In a judgement that could offer a new lease of life to six other former CMC Holdings directors blacklisted with Mr Kiereini last year, Justice David Majanja yesterday held that the Capital Markets Authority (CMA) denied him his right to a fair hearing.

“The consequence of my findings is that the decision of the CMA taking enforcement action against the petitioner (Mr Kiereini) must be set aside,” the judge ruled, invalidating the action that was taken on August 3, 2012.

The capital markets regulator, in a media statement on that date, announced that it had disqualified the CMC Holdings directors from appointment as a director of any listed company.

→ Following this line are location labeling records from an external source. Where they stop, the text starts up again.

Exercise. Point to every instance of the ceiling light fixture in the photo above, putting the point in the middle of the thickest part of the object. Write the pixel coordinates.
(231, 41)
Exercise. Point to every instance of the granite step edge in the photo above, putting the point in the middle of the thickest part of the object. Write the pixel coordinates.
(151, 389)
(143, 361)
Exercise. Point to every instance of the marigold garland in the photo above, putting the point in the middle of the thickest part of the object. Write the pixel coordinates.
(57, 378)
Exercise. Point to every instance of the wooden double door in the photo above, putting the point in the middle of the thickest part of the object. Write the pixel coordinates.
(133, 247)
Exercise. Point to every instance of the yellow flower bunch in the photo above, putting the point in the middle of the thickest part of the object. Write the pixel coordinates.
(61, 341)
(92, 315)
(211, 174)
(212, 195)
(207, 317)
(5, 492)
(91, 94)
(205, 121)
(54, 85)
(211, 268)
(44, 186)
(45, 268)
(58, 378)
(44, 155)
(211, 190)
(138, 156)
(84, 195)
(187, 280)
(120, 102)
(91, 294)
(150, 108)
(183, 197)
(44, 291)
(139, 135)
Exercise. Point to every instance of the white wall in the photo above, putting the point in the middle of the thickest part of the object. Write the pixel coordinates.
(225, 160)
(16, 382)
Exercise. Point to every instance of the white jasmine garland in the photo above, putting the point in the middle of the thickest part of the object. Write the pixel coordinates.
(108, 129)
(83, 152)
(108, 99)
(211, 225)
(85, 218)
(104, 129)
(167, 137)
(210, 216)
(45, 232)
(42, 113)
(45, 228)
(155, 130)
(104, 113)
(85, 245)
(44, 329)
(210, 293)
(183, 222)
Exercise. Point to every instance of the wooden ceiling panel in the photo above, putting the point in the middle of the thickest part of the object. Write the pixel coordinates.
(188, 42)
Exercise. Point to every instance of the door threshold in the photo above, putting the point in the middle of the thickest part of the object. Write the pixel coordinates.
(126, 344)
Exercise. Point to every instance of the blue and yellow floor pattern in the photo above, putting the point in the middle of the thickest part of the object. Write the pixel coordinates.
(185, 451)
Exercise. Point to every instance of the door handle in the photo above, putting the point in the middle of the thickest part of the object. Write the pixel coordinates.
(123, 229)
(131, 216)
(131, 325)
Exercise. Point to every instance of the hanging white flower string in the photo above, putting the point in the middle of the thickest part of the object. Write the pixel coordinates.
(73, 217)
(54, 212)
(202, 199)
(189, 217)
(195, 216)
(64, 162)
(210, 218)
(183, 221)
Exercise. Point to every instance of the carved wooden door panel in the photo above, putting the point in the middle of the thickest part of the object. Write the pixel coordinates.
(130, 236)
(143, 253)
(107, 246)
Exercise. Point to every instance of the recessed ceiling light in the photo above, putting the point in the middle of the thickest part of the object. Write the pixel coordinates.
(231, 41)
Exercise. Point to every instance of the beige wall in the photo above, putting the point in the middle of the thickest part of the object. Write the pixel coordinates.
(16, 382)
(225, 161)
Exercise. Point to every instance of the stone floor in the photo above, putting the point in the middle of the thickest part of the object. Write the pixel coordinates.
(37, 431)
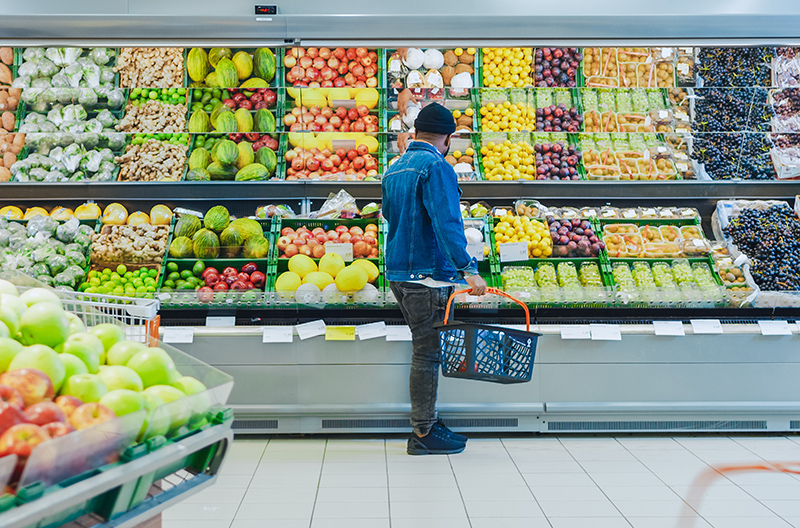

Apart from Mr Kiereini, others affected were former Attorney-General Charles Njonjo, former CMC Holdings chief executive officer Martin Forster, the company’s largest shareholder Peter Muthoka, Ashok Shah, Richard Kemoli and Andrew Hamilton.

The CMA also announced it would pursue the blacklisted directors to ensure they refund up to threefold the amounts they were accused of stealing from the company.


The action followed recommendations of a committee the company appointed to analyse an audit report prepared by South African firm Webber Wentzel. The report made allegations against the affected directors.

Mr Kiereini, a former permanent secretary in the Office of the President and head of the civil service and secretary to the Cabinet, filed a constitutional petition at the High Court, saying the action violated his rights and fundamental freedoms.

The court ruled that the board should have notified Kiereini of the charges against him and give him an opportunity to respond.

Although the CMA’s committee invited him to appear before it but he waived that right, the judge said the committee’s role was to make recommendations to the board and only the board could take action after according him a hearing.